In the wake of her 1926 record setting swim across the English Channel, in which she became just the sixth person – and first woman – ever to swim the Channel, beating the existing men’s record by nearly two hours, Trudy was the most famous woman in the world. She was far better known than Marc Sanford will ever hope to be, and, briefly, better known than Jackson has ever been.

When she returned to the United States she was nearly crushed by fame. Given the biggest ticker tape parade in New York history at the time, she was arguably America’s first celebrity, and in her first 48 hours back she received a full dose of everything it had to offer.

The result? She lay huddled in a fetal position, paralyzed by the attention.

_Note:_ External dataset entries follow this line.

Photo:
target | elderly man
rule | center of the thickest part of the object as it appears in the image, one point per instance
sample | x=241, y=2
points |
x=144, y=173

And although Trudy did go one to cash in on her fame with a vaudeville tour, in the end, wisely and to her credit, eventually she withdrew. She was not cut out for the rigors of celebrityhood and - unlike Sanford or Jackson or Lindsay Lohan or any of dozens of other celebrities - she knew it. Within a decade of her achievement she was nearly forgotten, and she seemed to like it that way, following her remarkable achievement by doing something perhaps even more remarkable – returning to her life, living quietly and privately, unconcerned with the fading cheers, content and certain who she was and what she had done. And that was enough, and something Michael Jackson never, ever knew.

She passed away in 2003, age ninety-eight.